Bunu, Π=p.q-w.L gibi, basit bir firma kar fonksiyonu üzerinden de görebiliriz. Burada fiyat (p) sabit iken bile, verimlilik artışı miktarı (q) fazlaca artırdığından ve toplam ücret ödemesi (w. L) sabit olsa bile firma kar eder. Hatta firmaların markupları ciddi fiyat artışı olmadan artmıştır, yani fiyat-birim maliyet farkı artmaktadır çünkü maliyet tarafından hem ücretler baskılanmakta hem de verimlilik artışı birim maliyetleri aşağı çekmektedir. Bu durum, çok sayıda ampirik çalışma ile de örtüşmektedir. Dünya genelinde (özellikle gelişmiş ülkelerde) fiyatlar çok değişmemesine rağmen firmalar karlarını ve markuplarını artırmaktadırlar, buna Türkiye de dahildir.

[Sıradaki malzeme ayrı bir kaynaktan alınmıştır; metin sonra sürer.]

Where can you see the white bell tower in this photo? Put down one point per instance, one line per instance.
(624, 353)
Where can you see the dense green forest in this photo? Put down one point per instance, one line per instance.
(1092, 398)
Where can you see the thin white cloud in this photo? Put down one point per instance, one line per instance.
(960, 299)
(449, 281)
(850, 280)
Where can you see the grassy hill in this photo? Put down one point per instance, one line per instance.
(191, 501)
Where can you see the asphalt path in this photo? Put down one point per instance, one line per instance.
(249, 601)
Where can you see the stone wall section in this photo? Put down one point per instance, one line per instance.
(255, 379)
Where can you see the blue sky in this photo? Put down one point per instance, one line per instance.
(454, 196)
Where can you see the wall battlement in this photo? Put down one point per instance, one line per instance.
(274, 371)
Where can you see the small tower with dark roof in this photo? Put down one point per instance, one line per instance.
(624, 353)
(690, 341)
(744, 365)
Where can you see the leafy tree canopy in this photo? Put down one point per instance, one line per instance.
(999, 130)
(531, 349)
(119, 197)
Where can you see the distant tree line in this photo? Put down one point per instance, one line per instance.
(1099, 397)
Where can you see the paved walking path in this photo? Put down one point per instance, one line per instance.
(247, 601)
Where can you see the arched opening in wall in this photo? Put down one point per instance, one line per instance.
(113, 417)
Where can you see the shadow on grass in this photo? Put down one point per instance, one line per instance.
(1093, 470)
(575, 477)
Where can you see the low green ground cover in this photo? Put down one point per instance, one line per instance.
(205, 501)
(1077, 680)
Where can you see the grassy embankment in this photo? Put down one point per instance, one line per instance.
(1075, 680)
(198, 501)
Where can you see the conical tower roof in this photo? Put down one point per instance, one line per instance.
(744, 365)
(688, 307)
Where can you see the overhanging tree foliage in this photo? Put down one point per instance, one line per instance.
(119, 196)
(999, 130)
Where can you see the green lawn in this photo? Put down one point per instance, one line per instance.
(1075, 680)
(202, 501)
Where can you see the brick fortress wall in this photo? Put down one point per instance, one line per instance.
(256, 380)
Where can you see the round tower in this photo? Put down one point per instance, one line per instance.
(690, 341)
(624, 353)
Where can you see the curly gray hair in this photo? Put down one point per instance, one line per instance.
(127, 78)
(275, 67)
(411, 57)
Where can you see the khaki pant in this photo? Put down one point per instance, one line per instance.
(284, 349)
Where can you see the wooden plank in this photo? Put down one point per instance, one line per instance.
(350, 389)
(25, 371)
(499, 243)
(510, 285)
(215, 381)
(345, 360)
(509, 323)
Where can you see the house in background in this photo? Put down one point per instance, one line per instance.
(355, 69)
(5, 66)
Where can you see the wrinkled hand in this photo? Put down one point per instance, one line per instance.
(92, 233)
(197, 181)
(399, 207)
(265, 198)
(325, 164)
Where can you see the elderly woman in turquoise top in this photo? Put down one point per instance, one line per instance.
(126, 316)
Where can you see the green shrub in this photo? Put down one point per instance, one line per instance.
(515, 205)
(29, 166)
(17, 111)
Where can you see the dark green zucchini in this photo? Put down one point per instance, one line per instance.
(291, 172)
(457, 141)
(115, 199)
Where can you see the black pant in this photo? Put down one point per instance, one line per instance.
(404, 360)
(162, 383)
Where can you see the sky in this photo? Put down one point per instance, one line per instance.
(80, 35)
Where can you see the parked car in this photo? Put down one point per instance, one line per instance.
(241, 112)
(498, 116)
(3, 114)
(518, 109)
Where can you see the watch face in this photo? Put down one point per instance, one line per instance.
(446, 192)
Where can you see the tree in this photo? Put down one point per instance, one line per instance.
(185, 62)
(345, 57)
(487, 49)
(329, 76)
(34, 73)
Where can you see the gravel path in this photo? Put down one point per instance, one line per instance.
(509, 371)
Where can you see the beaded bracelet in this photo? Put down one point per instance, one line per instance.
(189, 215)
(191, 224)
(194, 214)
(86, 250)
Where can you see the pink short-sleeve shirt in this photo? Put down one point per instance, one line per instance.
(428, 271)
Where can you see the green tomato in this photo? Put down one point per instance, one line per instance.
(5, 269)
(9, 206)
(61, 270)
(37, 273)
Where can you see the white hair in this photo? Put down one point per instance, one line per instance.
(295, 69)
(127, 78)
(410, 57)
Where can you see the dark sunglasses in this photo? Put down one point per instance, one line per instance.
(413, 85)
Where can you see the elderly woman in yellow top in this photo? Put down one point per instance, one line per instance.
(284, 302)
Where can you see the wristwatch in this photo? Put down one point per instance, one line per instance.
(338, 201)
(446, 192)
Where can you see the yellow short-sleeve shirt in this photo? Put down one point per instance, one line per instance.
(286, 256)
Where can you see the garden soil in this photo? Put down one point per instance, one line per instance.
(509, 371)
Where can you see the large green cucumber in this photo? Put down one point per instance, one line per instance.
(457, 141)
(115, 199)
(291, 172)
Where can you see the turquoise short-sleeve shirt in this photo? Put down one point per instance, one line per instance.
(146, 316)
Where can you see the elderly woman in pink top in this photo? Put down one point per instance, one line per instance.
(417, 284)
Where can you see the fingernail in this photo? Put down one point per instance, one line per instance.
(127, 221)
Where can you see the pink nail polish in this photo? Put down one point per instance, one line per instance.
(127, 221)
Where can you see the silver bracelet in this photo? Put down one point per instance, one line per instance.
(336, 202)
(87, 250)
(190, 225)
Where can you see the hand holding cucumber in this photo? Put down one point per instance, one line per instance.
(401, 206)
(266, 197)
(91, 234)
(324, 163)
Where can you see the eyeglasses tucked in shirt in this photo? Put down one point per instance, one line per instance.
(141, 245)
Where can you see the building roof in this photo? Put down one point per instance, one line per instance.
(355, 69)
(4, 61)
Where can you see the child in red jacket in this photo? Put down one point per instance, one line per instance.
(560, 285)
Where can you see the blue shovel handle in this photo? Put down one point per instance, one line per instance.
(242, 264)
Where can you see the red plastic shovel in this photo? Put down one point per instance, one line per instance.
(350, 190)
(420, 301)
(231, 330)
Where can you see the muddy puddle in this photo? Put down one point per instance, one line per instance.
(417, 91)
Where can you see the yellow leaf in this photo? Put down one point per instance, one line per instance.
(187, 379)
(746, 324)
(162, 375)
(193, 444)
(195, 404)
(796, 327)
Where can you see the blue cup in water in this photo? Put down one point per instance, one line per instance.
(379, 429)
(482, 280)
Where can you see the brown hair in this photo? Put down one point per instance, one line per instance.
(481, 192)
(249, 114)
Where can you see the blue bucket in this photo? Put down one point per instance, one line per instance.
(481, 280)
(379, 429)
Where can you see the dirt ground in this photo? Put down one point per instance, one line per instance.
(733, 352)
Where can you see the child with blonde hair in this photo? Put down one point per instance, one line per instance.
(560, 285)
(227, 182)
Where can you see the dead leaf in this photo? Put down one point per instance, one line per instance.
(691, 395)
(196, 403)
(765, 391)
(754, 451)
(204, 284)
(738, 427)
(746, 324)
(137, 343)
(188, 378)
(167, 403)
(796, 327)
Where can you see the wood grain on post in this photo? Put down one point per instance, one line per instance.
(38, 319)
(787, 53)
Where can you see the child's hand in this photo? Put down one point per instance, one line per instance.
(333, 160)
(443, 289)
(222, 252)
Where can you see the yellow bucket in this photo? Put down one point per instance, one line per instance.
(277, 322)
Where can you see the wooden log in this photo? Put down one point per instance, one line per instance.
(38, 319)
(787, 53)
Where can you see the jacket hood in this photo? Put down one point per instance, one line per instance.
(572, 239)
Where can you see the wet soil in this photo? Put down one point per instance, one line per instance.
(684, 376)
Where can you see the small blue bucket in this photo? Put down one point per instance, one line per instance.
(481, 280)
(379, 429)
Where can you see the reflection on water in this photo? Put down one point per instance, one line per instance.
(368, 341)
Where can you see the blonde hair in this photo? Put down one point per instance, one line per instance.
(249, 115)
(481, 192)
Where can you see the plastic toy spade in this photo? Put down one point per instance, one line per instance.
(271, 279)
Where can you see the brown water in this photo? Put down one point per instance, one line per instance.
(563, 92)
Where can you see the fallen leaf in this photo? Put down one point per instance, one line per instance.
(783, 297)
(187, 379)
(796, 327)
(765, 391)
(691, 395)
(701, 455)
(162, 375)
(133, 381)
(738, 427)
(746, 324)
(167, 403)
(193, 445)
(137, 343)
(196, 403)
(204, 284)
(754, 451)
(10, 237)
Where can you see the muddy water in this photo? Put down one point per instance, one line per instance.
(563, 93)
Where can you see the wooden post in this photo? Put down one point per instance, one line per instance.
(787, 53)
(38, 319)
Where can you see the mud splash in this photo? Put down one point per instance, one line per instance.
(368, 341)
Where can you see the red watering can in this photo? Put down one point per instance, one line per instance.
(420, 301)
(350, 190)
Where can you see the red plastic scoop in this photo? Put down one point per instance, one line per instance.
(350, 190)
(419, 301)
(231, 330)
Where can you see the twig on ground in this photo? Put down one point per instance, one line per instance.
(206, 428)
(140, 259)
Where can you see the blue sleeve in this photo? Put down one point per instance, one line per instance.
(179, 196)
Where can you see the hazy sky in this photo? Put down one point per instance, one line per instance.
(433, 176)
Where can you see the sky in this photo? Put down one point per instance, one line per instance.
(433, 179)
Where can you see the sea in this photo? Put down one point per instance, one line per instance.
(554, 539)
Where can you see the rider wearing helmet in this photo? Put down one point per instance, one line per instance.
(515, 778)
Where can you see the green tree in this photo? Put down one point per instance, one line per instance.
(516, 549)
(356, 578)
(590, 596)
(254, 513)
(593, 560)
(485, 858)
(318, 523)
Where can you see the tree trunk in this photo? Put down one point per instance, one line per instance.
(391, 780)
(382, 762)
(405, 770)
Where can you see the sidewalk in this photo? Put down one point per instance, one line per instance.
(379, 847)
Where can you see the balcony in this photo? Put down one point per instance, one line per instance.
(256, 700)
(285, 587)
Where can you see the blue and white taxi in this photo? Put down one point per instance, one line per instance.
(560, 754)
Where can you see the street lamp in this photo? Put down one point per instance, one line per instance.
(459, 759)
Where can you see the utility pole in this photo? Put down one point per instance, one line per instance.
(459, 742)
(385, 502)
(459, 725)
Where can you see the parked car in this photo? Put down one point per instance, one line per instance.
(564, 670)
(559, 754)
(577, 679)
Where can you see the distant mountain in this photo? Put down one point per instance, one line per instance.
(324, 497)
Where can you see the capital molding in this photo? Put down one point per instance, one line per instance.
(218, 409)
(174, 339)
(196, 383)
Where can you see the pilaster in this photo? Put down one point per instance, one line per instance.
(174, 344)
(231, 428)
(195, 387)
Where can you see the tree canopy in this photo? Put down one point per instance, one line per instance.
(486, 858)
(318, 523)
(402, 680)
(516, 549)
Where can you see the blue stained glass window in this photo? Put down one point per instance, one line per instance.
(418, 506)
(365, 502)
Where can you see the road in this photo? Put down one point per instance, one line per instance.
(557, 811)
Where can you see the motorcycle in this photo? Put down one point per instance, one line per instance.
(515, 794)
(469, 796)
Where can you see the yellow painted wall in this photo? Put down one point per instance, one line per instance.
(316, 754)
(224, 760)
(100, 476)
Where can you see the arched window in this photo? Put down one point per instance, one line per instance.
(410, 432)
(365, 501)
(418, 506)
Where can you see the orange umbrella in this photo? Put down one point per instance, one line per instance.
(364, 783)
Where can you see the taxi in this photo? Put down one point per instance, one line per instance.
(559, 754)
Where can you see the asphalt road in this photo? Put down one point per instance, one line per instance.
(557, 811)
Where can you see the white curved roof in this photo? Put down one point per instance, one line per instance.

Türkiye’de son dönemde yüksek enflasyon ortamında firma karlarındaki artışın enflasyon yarattığı düşüncesinin acelece kurulmuş bir ilişkidir. Oysa her şeyden önce yüksek kar düzeyini hem reel olarak düşünmek gerekir hem de bunun sınırlı sayıda büyük, ihracat yapan ve piyasa gücü olan firmalarla sınırlı olduğunu görmek gerekir. Bazı firmaların maliyet artışlarının üstünden bir fiyat artışı ile enflasyona katkıda bulunduğunu iddia etmek, iktidar sözcülerinin karaborsacıların fahiş fiyat uygulamalarının enflasyon yarattığını söylemeleri ile aynı mantığı içerir. Oysa fiyat davranışı yüksek enflasyon rejiminde kendi mantığını yaratır ve bu bir “fiyat oyunu”na dönüşür. Çünkü burada fiyat aynı zamanda aktörlerin relatif gelir pozisyonlarını da korumak için yaptıkları bir yarıştır. Elbette burada gücü olan bu yarışta daha fazla avantaj sağlar ama neredeyse her ürüne yayılan fiyat artışlarını açıklamak için güçlü bir argüman değildir. Efektif talebin küçük firmaların ciddi bir kısıtı olduğunu da unutmamak gerekir.
Kısaca, gelir dağılımındaki bozukluğun enflasyona neden olduğunu iddia etmekten ziyade enflasyonun gelir dağılımını bozduğunu düşünmek daha gerçekçi gibi görünmektedir. Enflasyon, özellikle yüksek enflasyon, yoksul ve orta gelir insanların refahı için ciddi bir tehdittir. Enflasyon bir müddet sonra iktisadi bir değişken olmayı bırakıp insanların varlığını direkt hedef alan bir yapıya bürünür. Bunun için en kısa sürede enflasyonu adil ve etkin bir şekilde çözmek gerekir.